Start and stop codon

In E. coli the main start codon is ATGGTG is used in roughly 8% of the cases. TTG and TAA are hardly used at all.

There are 3 possible stop codons but TAA is preferred because it is less prone to read-through than TAG and TGA. The efficiency of termination can be increased by using 2 or 3 stop codons in series.

Regulatory gene (repressor)

Many promoters show leakiness in their expression i.e. gene products are already expressed at a low level before the addition of the inducer. This becomes a problem when the gene product is toxic for the host. This can be prevented by the constitutive expression of a repressor protein.

The lac-derived promoters are especially leaky. These promoters can be controlled by the insertion of a lac operator sequence downstream of the promoter and the expression of the lacI repressor protein from the same plasmid (or from a helper plasmid). If no repressor sequence is present on the plasmid, it’s also possible to use a host strain carrying the lacIq allele. Alternatively, repression can also be achieved by the addition of 1% glucose to the culture medium.

Signal sequence

If you desire to express your protein in the periplasm, you’ll need to add an N-terminal periplasmic signal sequence. Commonly used signal sequences are for example the ones from OmpA, OmpF, DsbA, MalE and PelB.

Protein tags

Small affinity tags such as for example His6, His10, (twin)StrepII, Flag, Myc and Spot can be added to the N- or C-terminus of your protein of interest to facilitate the protein purification and/or detection. In some cases, they can also be added to internal loop regions, although this is rather rare. Larger solubility-enhancing tags such as SUMO, Trx, NusA, DsbA and DsbC are usually added to the N-terminus of the protein and are often combined with a small affinity tag to facilitate the purification. Some solubility-enhancing tags such as GST and MBP can also immediately be used as an affinity tag.

Fluorescent tags (e.g. eGFP, mCherry, YFP, CFP, …) can be placed at the N- or C-terminus of proteins and can be useful for imaging or studying interactions using biophysical techniques based on fluorescence.

Modular tags such as HALO, SNAP and CLIP can be added to the N- or C-terminus as well. They allow the attachment of different chemical functionalities and can be used to couple the protein covalently to a fluorescent dye, an affinity handle or a solid surface. The HALO-tag is based on a modified haloalkane dehalogenase and covalently binds synthetic ligands with a chloroalkane linker.
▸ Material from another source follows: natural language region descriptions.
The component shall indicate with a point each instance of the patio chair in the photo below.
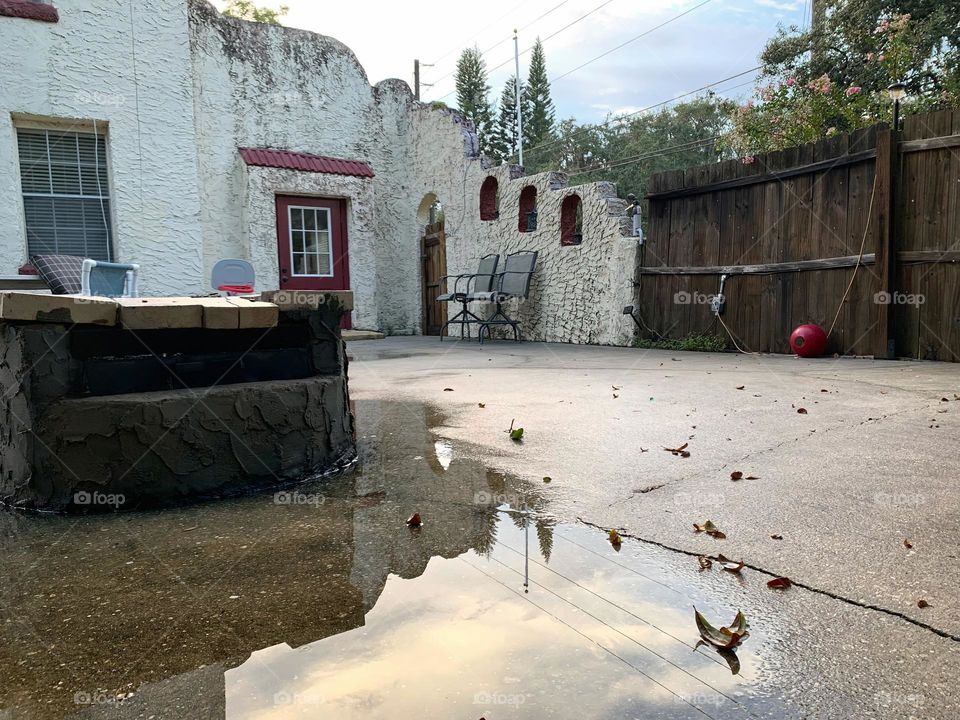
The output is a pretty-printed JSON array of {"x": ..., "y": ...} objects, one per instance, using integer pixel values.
[
  {"x": 231, "y": 276},
  {"x": 105, "y": 279},
  {"x": 481, "y": 281},
  {"x": 512, "y": 282}
]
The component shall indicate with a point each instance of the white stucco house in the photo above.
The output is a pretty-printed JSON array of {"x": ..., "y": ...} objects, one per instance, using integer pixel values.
[{"x": 166, "y": 134}]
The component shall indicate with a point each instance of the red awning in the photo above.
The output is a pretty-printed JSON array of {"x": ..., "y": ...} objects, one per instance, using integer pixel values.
[{"x": 268, "y": 157}]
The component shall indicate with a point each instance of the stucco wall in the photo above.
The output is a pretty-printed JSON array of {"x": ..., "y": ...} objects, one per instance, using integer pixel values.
[
  {"x": 127, "y": 65},
  {"x": 181, "y": 88}
]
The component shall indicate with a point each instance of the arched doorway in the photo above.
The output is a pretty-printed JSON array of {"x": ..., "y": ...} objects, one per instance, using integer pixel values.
[{"x": 433, "y": 251}]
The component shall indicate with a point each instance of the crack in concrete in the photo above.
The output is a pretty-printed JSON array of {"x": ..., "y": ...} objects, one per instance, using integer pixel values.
[{"x": 795, "y": 583}]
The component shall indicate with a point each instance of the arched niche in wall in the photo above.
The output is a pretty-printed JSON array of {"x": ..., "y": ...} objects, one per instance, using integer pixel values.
[
  {"x": 489, "y": 199},
  {"x": 528, "y": 205},
  {"x": 571, "y": 220}
]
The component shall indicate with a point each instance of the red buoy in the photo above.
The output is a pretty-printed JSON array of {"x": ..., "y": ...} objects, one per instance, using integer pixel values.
[{"x": 809, "y": 341}]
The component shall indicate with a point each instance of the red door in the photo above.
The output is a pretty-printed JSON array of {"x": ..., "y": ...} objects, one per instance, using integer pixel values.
[{"x": 312, "y": 244}]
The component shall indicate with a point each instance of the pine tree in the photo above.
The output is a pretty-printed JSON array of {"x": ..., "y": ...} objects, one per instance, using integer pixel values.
[
  {"x": 472, "y": 89},
  {"x": 503, "y": 139},
  {"x": 538, "y": 119}
]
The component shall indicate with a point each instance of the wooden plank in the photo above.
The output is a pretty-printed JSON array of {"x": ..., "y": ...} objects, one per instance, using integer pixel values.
[
  {"x": 804, "y": 169},
  {"x": 65, "y": 309},
  {"x": 908, "y": 146},
  {"x": 255, "y": 313},
  {"x": 160, "y": 313},
  {"x": 880, "y": 227}
]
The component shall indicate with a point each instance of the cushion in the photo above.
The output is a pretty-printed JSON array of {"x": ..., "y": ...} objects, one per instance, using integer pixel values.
[{"x": 61, "y": 273}]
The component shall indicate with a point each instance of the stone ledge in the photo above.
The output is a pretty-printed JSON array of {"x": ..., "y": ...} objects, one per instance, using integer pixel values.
[{"x": 29, "y": 10}]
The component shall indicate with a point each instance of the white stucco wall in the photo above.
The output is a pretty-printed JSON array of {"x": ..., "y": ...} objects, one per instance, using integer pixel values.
[
  {"x": 126, "y": 65},
  {"x": 181, "y": 88}
]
The SNAP- and CLIP-tag are both derived from O6-alkylguanine-DNA-alkyltransferase and react with O6-benzylguanine and O2-benzylcytosine derivatives, respectively.

Protease cleavage tags

Affinity tags or solubility-enhancing tags can be removed during the protein purification when a specific protease cleavage site is included between the tag and the protein of interest.
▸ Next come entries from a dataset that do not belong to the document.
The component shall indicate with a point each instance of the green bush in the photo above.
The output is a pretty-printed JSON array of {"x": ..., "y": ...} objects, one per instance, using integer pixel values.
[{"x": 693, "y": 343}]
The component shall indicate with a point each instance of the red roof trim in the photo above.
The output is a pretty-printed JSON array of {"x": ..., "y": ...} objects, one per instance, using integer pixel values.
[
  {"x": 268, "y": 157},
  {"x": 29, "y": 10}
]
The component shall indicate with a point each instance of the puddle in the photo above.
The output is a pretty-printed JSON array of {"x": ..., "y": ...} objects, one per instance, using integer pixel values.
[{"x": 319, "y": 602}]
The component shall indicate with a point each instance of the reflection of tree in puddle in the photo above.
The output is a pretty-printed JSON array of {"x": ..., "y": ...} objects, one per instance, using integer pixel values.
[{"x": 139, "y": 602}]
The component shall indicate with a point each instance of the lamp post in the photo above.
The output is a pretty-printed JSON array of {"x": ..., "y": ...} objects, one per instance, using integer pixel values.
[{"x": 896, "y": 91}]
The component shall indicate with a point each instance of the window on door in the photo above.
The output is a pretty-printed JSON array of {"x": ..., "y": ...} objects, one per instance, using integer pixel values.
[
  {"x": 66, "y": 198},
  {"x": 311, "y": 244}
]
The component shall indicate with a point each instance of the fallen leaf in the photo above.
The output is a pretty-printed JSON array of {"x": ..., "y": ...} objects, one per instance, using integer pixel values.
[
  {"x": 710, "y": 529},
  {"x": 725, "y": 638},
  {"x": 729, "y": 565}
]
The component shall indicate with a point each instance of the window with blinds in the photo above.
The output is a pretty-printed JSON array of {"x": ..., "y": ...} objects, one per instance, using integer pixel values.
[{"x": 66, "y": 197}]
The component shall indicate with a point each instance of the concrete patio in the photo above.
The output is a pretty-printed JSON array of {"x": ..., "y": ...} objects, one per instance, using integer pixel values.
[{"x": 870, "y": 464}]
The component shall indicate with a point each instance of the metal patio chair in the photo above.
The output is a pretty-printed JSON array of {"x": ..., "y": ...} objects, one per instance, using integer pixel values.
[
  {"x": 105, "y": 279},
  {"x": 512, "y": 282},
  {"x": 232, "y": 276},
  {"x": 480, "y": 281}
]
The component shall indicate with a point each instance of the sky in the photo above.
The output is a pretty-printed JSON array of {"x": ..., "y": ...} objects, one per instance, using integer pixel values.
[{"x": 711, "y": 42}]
After the affinity chromatography step in the purification, you can add the specific protease to your sample. Protease cleavage can be performed either on-column or in solution. For on-column protease cleavage, you add the protease to your sample while it’s still bound to the resin. After cleavage, your sample will be eluted from the resin. For in solution protease cleavage, you first elute your protein from the resin material and then add the protease to your sample. If you use a protease containing the same affinity tag as your protein of interest, a reverse affinity chromatography step will allow you to easily separate your untagged (cleaved) protein from the still tagged (uncleaved) protein and the tagged protease.
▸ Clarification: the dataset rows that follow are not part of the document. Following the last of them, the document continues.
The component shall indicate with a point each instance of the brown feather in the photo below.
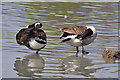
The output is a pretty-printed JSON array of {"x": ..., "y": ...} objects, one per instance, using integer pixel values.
[{"x": 74, "y": 30}]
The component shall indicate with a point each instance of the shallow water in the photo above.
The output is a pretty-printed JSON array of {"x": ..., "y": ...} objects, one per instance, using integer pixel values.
[{"x": 58, "y": 60}]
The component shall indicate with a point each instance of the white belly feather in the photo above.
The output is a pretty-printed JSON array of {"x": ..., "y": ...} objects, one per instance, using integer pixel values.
[
  {"x": 35, "y": 45},
  {"x": 78, "y": 42}
]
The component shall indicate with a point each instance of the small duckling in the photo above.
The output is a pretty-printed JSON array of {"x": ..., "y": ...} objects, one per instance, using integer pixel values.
[{"x": 110, "y": 56}]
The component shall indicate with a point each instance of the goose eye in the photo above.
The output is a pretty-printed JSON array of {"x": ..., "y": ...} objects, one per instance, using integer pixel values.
[{"x": 107, "y": 51}]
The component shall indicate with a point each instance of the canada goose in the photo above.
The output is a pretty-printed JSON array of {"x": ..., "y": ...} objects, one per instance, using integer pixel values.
[
  {"x": 78, "y": 36},
  {"x": 32, "y": 37}
]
At EMBL PEPCF, we prepare a number of highly specific proteases ourselves, which we routinely use in our protein purification processes. We proteases we produce are His6-tagged and GST-tagged TEV protease, His6-tagged and GST-tagged HRV 3C protease and His6-tagged SenP2 protease. Other commonly used highly specific proteases are for example Thrombin, Enterokinase and Factor Xa. Most of these proteases are commercially available from various manufacturers.

ProteaseProtease cleavage site
HRV 3C (PreScission)LEVLFQ ↓GP
SenP2Sumo3-GG ↓
ThrombinLVPR ↓ GS
EnterokinaseDDDDK ↓
Factor XaI E/D GR ↓
Frequently used proteases and their specific recognition sites. The arrows indicate the specific cleavage sites.